I took a walk this evening, just a short stroll around the block. It
was getting dusky and though it was overcast there was some clearing
along the western horizon. Red-orange sunlight shown up from below,
illuminating the underside of the clouds. The air was still, the
temperature fortyish, and with the fading red light it was lovely. I
got about 100 yards when a couple of mockingbirds started chattering at
each other, or me, or both. Normally I find these creatures annoying,
but tonight I tuned in and listened. They seemed to be imitating each
other, which they like to do, and when I made some silly squeeky noises
they seemed to try to imitate me too, or at least I thought they did. I
understand the really noisy ones are males who haven't found mates yet,
so who could blame them. They flew back and forth between three
evergreens along the street, dropping the occasional bomb, which I was
lucky to avoid. So I moved on and left the birds to their frustrations.

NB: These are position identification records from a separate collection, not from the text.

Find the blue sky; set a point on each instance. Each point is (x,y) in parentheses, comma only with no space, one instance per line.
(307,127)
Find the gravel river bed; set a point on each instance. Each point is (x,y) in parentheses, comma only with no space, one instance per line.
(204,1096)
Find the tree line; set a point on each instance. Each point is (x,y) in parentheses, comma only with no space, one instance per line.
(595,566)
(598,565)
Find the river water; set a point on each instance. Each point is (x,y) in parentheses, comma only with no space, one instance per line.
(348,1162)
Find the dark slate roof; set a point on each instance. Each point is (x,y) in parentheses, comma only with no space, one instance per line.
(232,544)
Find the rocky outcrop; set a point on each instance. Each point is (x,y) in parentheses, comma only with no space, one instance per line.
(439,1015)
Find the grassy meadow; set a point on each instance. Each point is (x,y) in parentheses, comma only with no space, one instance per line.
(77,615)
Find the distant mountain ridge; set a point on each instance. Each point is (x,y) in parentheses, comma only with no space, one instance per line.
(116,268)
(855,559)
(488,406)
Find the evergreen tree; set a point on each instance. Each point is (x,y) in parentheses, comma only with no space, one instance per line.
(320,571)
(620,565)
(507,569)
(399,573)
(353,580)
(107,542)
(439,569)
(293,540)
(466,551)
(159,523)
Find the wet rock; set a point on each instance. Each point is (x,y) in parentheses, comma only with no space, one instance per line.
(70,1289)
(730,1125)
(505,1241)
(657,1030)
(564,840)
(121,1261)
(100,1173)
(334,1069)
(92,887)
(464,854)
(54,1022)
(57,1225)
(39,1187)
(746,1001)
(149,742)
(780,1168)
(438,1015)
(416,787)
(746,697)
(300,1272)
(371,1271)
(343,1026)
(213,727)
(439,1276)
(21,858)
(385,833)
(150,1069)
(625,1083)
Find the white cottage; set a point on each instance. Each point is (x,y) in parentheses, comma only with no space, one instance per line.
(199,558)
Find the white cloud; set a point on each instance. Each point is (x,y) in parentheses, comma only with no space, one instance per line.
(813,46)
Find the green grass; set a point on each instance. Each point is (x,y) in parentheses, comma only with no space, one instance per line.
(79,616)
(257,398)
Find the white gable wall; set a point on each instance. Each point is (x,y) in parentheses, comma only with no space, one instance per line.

Now the mountains off to the east glowed a pale pink, reflecting the
western glow. I turned away and headed straight into the now vanished
sun. At the end of the block was a busy street with everyone in a big
hurry to get home. They were going like a bat out of hell right next to
me, too close it seemed. The mood was dead, the moment gone. I rounded
the corner and headed back to my house.



Thursday, December 18, 2008 

Category: Life
The snow began mid-morning and it fell steadily until after eight that night. Couple of inches at my house with more in spots around town. I get a call from my ex, can I get up with Thomas and take him to school since he's such a fledging driver - he's had his license for a month. So I tell him to get me up, and we go off to bed. At nine I wake up with heavy bass coming from his room and I accurately guess that school was closed because of the storm. By ten most of the snow was gone and by two it was completely gone. I wonder how many red faces there were at Albuquerque Public Schools by mid-morning. I know that we're a sunbelt city and not supposed to handle snow well, but sheesh, we ARE a mile high here! I know that it's tough for school buses at seven a.m. when the streets are icy, but hey, how about a two-hour delay? Really, did they really have to close the schools for the whole day? What are we afraid of? One of my pet sayings about our "snow problem" here is: you've got to get out there and shovel it quick -- before it melts! There's another storm approaching for tomorrow that looks a lot like the last one. I can hardly wait to see what happens.
Monday, September 29, 2008 
Removed to preserve my mental health.